Experts developing Web sites for various cultures and languages know that it is way better to include such features into Web pages at the start, i.e., at the time of the core design, rather than to “add” them once the site is done. What is valid for Web sites is also valid for data deployed on the Web, and that is especially true for Linked Data whose mantra is to combine data and datasets from all over the place.
Why do I say all this? I had the pleasure to participate, earlier this week, at the MultilingualWeb Workshop in Rome, Italy. One of the topics of the workshop was Linked (Open) Data and its multilingual (and, also, multicultural) aspects. There were a number of presentations at a dedicated session (the presentations are online, linked from the Workshop Page; just scroll down and look for a session entitled “Machines”), and there was also a separate break-out session (the slides are not yet on-line, but they should be soon). There are also a number of interesting projects and issues in this area beyond those presented at the event; for example, the lemon model or the (related) Monnet EU project as examples.

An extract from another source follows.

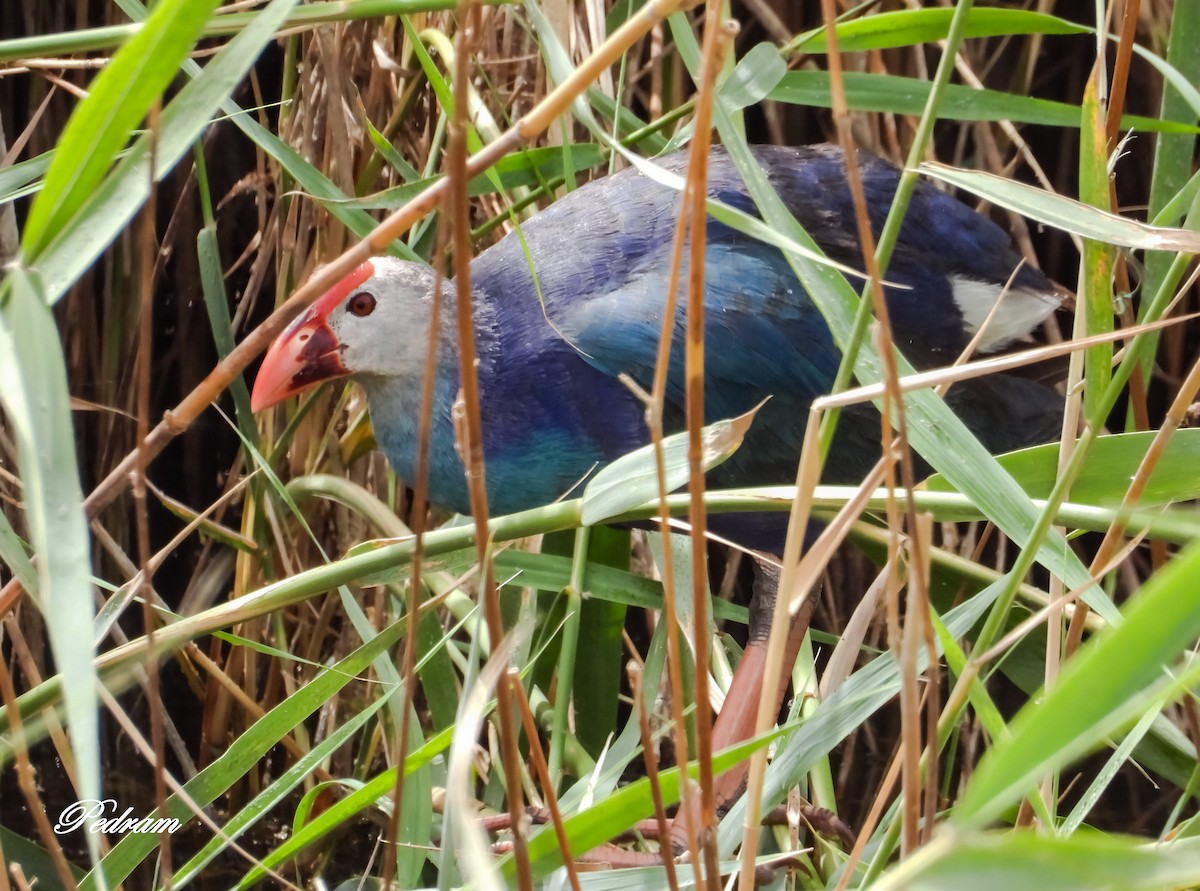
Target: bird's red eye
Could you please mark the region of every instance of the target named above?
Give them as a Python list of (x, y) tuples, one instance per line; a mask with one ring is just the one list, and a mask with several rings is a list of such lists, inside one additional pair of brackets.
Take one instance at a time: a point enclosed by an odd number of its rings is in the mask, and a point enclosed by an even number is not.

All these projects are great. However, the overall situation in the Linked Data world is, in this respect, not that great, at least in my view. If one looks at the various Linked Data (or Semantic Web) related mailing lists, discussion fora, workshops, etc, multilingual or multicultural issues are almost never discussed. I did not make any systematic analysis of the various datasets on the LOD cloud, but I have the impression that only a few of them are prepared for multilingual use (e.g., by providing alternative labels and other metadata in different languages). URI-s are defined in English, most of the vocabularies we use are documented in only one language; they may be hard to use for non-English speakers. Worse, vocabularies may not even be properly prepared for multicultural use (just consider the complexity of personal names which is hardly ever properly reflected in vocabularies). And this is where we hit the same problem as for Web sites; with all its successes we are still at the beginning of the deployment of Linked Data: our community should have much more frequent discussions on how to handle this issue now, because after a while it may be too late.
B.t.w., one of the outcomes of the break-out session at the Workshop was that a W3C Community Group should be created soon to produce some best practices for Multilingual Linked Open Data. There is already some work done in the area, look at the page set up by José Emilio Labra Gayo, Dimitris Kontokostas, and Sören Auer; this may very well be the starting point. Watch this space!
It is hard. But it will be harder if we miss this particular boat.